One lens I got was a used 70-200 VR, and I had to try it. So, I picked up a simple D40 and gave it a try at my son's football game on Sunday, not expecting much from such a cheap body. Was I ever wrong.
I've tried a lot of Canon cameras for sports... have shot the D30, 10D, 20D, 30D, 40D, 1D, 1DMk2N all with the 70-200L (both f4 IS and f2.8 non-IS). And nothing gave me results like this... even the high-priced 1D bodies. I'm sure it was mostly the lens, but I didn't expect to be this impressed with the difference.
I've always been a little frustrated with Canon. Using their best glass and their best pro bodies, I should have gotten better results. The detail just hasn't been there. On vacations shooting RAW, I've tried to get my images to look like what I saw in the viewfinder. Something has always been missing. Eventually, the specs of the D300 autofocus and the better flash system (Canon's flash exposure is random and awful) caused me to pull the trigger and switch.
I've shot the same way on all systems. Canon had AI-Servo with the center point active. Same with the D40. I got more keepers with the D40 than I did with the 1D bodies. How is that possible?
The best part was the detail. Try as I may, I couln't get facial expressions or the crisp details with the Canons, but I saw it immediately with the Nikon. All images have that Velvia-like film quality that I couldn't get with the Canon... or couldn't discover in PP.
Here are a few notable samples from the weekend using the D40 and the 70-200 VR at f2.8:



My Canon 70-200L I had to turn down to f3.5 or f4 to get the sharpness I wanted. The f4 IS, I shot wide open. Still not as good with facial details and always got blown highlights/dark shadows that were hard to clean up in PP.

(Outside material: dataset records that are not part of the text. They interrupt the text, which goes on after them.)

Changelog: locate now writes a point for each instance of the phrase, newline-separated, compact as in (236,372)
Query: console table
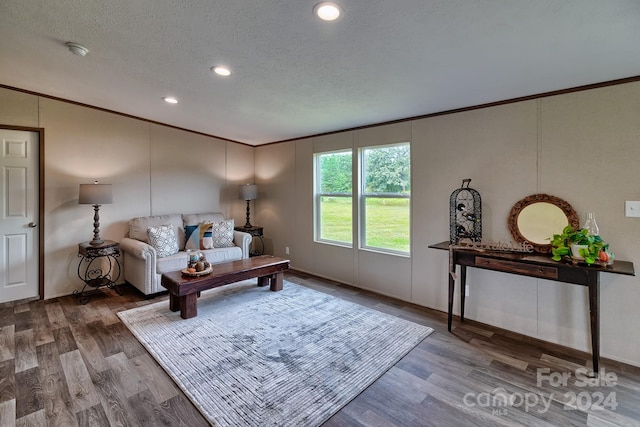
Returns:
(534,265)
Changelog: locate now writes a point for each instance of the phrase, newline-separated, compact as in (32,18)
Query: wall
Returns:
(582,147)
(154,169)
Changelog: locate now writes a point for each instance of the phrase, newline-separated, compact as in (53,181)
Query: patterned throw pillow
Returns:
(198,236)
(164,239)
(222,234)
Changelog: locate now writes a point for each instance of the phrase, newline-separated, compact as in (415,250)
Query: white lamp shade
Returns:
(95,194)
(248,192)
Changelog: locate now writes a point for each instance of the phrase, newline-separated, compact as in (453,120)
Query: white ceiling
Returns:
(296,76)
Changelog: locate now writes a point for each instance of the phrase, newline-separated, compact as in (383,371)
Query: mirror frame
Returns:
(512,221)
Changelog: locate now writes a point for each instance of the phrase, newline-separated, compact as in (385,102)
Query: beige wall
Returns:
(153,169)
(582,147)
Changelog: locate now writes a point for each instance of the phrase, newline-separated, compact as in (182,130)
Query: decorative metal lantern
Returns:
(465,214)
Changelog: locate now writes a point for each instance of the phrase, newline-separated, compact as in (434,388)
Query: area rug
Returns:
(258,358)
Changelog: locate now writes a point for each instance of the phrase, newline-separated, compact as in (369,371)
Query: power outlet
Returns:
(632,209)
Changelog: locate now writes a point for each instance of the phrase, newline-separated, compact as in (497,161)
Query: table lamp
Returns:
(248,192)
(95,194)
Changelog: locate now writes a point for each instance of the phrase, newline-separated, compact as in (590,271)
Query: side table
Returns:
(254,231)
(98,267)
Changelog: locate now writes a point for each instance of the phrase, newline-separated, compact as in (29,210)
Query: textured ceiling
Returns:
(296,76)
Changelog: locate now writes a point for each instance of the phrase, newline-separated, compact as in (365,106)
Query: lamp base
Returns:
(248,224)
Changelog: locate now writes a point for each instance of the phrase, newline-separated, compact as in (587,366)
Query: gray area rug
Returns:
(258,358)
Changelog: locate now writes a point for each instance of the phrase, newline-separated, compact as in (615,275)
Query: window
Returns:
(385,198)
(334,195)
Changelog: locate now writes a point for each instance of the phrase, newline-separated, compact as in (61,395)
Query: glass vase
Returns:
(591,225)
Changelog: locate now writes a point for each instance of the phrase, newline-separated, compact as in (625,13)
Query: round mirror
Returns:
(535,219)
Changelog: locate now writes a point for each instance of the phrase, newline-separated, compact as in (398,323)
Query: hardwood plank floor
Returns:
(66,364)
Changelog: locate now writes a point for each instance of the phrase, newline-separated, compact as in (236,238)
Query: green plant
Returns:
(561,244)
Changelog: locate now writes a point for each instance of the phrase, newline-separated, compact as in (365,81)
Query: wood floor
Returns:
(66,364)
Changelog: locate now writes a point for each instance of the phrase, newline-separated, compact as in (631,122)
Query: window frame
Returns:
(319,194)
(363,195)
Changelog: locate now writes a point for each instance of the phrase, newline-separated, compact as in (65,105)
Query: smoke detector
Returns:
(77,49)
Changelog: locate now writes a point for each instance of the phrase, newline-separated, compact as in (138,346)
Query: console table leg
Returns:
(463,289)
(452,286)
(594,303)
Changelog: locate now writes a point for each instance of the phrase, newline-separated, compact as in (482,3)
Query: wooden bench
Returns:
(184,290)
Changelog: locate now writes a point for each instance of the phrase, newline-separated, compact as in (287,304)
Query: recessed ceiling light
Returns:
(221,70)
(327,11)
(77,49)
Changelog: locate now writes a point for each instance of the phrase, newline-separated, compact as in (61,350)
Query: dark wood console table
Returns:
(534,265)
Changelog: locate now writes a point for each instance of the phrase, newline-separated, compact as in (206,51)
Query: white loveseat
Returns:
(143,268)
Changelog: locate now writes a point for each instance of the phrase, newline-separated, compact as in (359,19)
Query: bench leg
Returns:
(174,302)
(276,282)
(189,306)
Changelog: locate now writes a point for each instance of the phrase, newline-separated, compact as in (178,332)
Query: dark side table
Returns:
(99,266)
(254,231)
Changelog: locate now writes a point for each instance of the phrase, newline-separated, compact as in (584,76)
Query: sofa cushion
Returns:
(138,226)
(198,236)
(222,234)
(163,238)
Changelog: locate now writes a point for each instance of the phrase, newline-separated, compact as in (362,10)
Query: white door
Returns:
(19,216)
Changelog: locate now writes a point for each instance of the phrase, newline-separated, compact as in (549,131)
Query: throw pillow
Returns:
(198,236)
(222,234)
(164,239)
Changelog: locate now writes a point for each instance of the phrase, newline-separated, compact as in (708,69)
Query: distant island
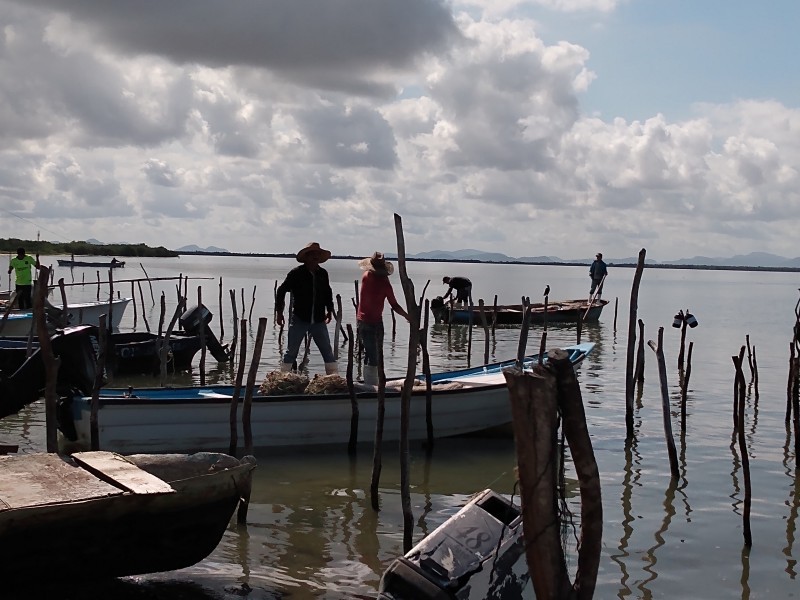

Here's the best of the 40D shots in similar conditions, similar lens (40D with 70-200 f4 IS):



And of course, the 40D didn't have as many "keepers." Thinking the sun conditions might have hurt me in the past, I shot with the Nikon on both the sun and shade sides of the field, and got really good ones both places. With the Canon, if you shoot on the shade side, you get no faces at all... just a mask of shadow.
Anyway, initially I felt kinda bad dumping Canon, but the results I'm seeing in the images I'm getting have convinced me that I made the right move.